Microsoft called on the spirit of one of history's greatest innovators to launch its latest operating system
Written by Andrew Donoghue, Contributor

Microsoft chairman Bill Gates chose the historic setting of the British Library to launch Vista, his company's latest incarnation of Windows.

At a special event, held at the library's conference centre, in Kings Cross, London, Gates announced that the launch of the new operating system marked the beginning of some key changes to how the company approaches software. "This is a very special occasion. I am so excited to see what people will do with this new software," he said.

Gates addressed the issues of safety and security, areas on which Microsoft has been deemed weak in the past, and claimed that the company had worked hard to improve its approach. "Safety has been a huge element of what we have done here," he said.
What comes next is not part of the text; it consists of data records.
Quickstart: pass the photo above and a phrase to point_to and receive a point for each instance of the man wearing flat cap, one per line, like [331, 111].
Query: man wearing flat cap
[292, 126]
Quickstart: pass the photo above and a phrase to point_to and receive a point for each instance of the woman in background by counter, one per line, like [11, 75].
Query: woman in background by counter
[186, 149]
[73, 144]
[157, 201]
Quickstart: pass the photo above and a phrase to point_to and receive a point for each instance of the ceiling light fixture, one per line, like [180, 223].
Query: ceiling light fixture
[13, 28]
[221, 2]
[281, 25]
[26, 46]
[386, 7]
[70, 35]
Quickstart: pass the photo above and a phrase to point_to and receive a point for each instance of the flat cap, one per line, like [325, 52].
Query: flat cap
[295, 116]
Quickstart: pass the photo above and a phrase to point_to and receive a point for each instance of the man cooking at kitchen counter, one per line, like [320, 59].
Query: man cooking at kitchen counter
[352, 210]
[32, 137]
For instance, Gates described how he was now able to limit how long his son and daughter could spend online with the new parental controls built into Vista.
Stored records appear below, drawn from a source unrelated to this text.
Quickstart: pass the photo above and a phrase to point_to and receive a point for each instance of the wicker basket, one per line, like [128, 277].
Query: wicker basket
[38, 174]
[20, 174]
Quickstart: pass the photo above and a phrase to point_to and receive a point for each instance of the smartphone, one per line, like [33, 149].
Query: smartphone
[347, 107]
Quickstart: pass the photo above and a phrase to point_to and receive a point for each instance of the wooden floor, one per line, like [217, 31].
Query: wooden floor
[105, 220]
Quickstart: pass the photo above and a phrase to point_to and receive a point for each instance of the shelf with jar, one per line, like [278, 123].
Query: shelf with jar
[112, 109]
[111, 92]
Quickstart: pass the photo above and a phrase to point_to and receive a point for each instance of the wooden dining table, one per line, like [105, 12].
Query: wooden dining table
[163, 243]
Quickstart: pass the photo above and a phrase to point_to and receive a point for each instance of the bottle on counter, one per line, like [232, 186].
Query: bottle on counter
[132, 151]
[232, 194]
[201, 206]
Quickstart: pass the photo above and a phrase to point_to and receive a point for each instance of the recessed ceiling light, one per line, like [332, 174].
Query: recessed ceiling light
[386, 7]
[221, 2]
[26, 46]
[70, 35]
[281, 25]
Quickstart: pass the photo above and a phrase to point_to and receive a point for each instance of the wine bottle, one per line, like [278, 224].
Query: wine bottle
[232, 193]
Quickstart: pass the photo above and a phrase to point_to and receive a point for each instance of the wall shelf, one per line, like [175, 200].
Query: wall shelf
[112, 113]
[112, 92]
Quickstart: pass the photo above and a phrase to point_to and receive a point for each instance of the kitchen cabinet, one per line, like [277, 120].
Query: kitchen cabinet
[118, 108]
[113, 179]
Gates also expounded the importance of partners and software developers in making Vista a success. "Every time we move the platform to a new level we are amazed with what the software industry does with it," he said.

However, Microsoft has found itself in hot water recently with one element of the software industry: the security community. Some antivirus vendors in particular have claimed that Microsoft has tried to shut them out of the Vista kernel in an attempt to grab a share of the lucrative security services market for itself.

The Microsoft boss also claimed that some of the interactive features in Vista would revolutionise areas such as education — potentially eliminating the need for text books and other written material. "It is fair to say that education will be changed dramatically," he said." Students will have devices that let them work without paper text books. We are just at the beginning of that."

Gates was joined on stage by Lynne Brindley, chief executive of the British Library, to discuss how Microsoft is working with the organisation to improve the digitisation of its archive or rare documents, books and manuscripts.

Brindley announced that Gates had donated a rare notebook belonging to Leonardo da Vinci to the British Library. The Codex Leicester, owned by Gates, will join another notebook, the Codex Arundel, owned by the library, in a virtual reading room running on Vista. She added that this is the first time the two documents had been together in nearly 500 years.

"By making the Codices available online, anyone can have a first-hand look at this incredible work, which even now, 500 years later, still seems ahead of the times," said Gates.